Screening and Surveillance for Colorectal Cancer

Screening and Surveillance for Colorectal Cancer

Colorectal cancer is the fourth most common non-skin cancer, affecting all ethnic groups. About 140,000 people will be diagnosed with colorectal cancer each year and more than 50,000 will die; the lifetime risk is 1 in 20 (5%). An increased risk of developing colorectal cancer is present if there is a personal or family history of colorectal cancer. A personal history of breast, uterine, or ovarian cancer also increases one’s risk of developing colorectal cancer. A personal or family history of colonic polyps also increases that risk. Both Crohn’s disease and ulcerative colitis may make colorectal cancer more likely after having the disease for a number of years.

Why should people be screened?

Colorectal cancer rarely causes symptoms in its early stages. Colon cancer usually starts out as a benign polyp. Colon polyps can be both pre­cancerous and non-precancerous. Polyps can be detected by screening tests and can be removed, thus preventing colorectal cancer. Early cancers can be cured in up to 90% of cases. Once colorectal cancer causes bleeding, change in bowel habits, or abdominal pain, it has usually progressed to a more advanced stage where less than 50% of patients are cured.

What screening tests are available?

Fecal occult blood testing checks several stool samples for invisible amounts of blood from a colorectal polyp or cancer. If it is positive, a colonoscopy (see below) is needed.

Colonoscopy uses a long, flexible instrument to evaluate the lining of the colon and rectum; abnormal areas may be sampled or removed and sent to the lab for testing.

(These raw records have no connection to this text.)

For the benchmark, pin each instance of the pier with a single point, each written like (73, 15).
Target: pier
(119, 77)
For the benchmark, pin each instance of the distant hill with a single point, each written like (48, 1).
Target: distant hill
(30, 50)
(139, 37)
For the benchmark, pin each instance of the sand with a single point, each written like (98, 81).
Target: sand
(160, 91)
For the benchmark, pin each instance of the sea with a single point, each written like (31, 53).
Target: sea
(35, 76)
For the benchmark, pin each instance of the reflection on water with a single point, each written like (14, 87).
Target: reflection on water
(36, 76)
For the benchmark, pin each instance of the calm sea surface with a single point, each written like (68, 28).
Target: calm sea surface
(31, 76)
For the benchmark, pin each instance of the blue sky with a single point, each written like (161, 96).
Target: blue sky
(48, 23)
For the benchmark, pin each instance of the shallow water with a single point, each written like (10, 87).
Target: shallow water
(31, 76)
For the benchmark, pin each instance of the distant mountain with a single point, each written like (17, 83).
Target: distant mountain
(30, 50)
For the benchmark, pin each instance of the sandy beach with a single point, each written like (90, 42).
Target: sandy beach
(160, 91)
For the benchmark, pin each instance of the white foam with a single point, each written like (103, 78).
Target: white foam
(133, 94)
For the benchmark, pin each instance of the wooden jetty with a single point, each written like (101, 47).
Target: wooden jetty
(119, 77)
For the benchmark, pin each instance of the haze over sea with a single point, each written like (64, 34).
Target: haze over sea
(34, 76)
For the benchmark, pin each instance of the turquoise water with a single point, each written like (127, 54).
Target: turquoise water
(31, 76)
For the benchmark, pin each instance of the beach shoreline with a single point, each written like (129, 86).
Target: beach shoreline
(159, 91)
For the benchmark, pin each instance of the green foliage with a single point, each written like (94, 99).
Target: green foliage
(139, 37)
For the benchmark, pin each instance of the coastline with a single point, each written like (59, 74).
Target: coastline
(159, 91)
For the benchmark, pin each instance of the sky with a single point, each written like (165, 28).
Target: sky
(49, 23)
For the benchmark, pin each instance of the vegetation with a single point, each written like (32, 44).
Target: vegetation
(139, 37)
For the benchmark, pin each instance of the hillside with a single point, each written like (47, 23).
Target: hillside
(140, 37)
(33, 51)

Safe and effective, colonoscopy is the most commonly recommended screening test, because the whole colon is seen and pre-cancerous polyps can be removed, preventing colon cancer. Colonoscopy is the “gold standard” for colorectal cancer screening.

Flexible sigmoidoscopy allows a physician to look at the lower third of the colon, where about half of all polyps and cancers are found. If an abnormality is found, a colonoscopy is then needed. Fecal occult blood testing and flexible sigmoidoscopy are often combined for colorectal cancer screening. However, colonoscopy is considered the optimal method of screening when the test is available and there is no medical contraindication.

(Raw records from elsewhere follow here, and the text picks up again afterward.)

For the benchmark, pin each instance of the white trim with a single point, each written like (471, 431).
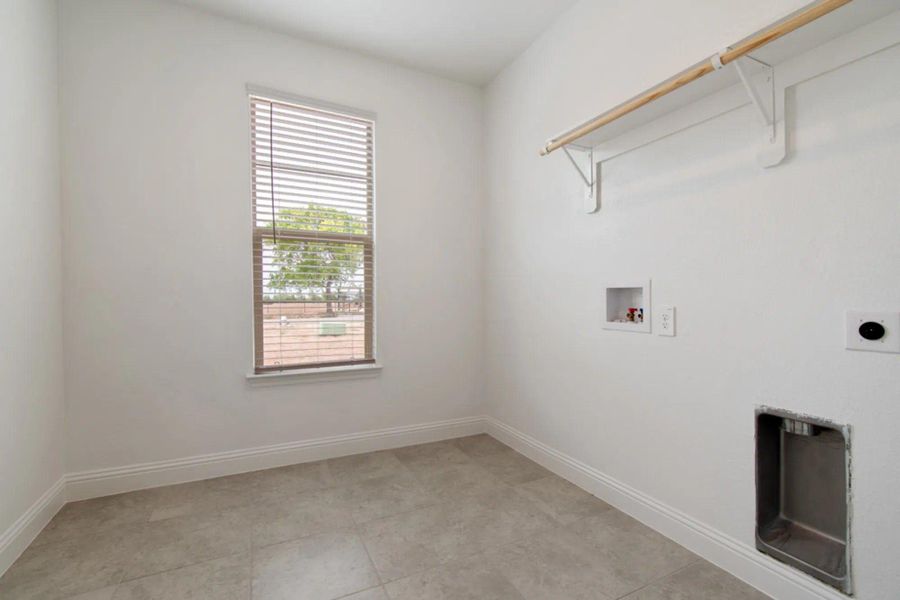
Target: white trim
(102, 482)
(315, 374)
(738, 558)
(20, 534)
(269, 93)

An air-contrast barium enema is an X-ray test in which the colon is filled with air and dye to make the lining visible. It is mostly used only if a complete colonoscopy cannot be done.

Virtual colonoscopy combines CT scan images of the air-filled colon into pictures that look like a colonoscopy. If abnormalities are found, colonoscopy is then necessary. It is also useful in patients who have an incomplete colonoscopy. However, most insurance plans as well as Medicare may not cover this procedure.

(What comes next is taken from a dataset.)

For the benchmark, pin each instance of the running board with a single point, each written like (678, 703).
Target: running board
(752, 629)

What are the screening recommendations?

For people with no risk factors, screening starts at age 50. Having a colonoscopy every 1 O years is considered the gold standard. Flexible sigmoidoscopy every 5 years with yearly stool occult blood testing is an acceptable alternative when a colonoscopy is not feasible.

People with a close relative (parent or sibling) with colorectal cancer or polyps will start screening at age 40, or 10 years before the youngest age at which a relative was diagnosed. These patients will often undergo screening every 5 years, even if their test is normal.

Less common types of inherited colon cancer (hereditary non-polyposis colon cancer and familial adenomatous polyposis) may require much more frequent screening, beginning at a much earlier age.

What are the surveillance recommendations?

People who have precancerous polyps completely removed should have a colonoscopy every 3 to 5 years, depending on the size, type, and number of polyps found. The exam interval will usually depend upon the pathology of the growth removed. If a polyp is not completely removed by colonoscopy or surgery, another colonoscopy should be done in 3 to 6 months.

Most colorectal cancer patients should have a colonoscopy within 1 year of its initial removal. If the whole colon could not be examined prior to surgery, then colonoscopy should be done within 3 to 6 months. If this first surveillance is normal, then colonoscopy should be done every 3 to 5 years.

Patients with ulcerative colitis or Crohn’s disease for 8 or more years should have a colonoscopy with multiple biopsies every 1 to 2 years.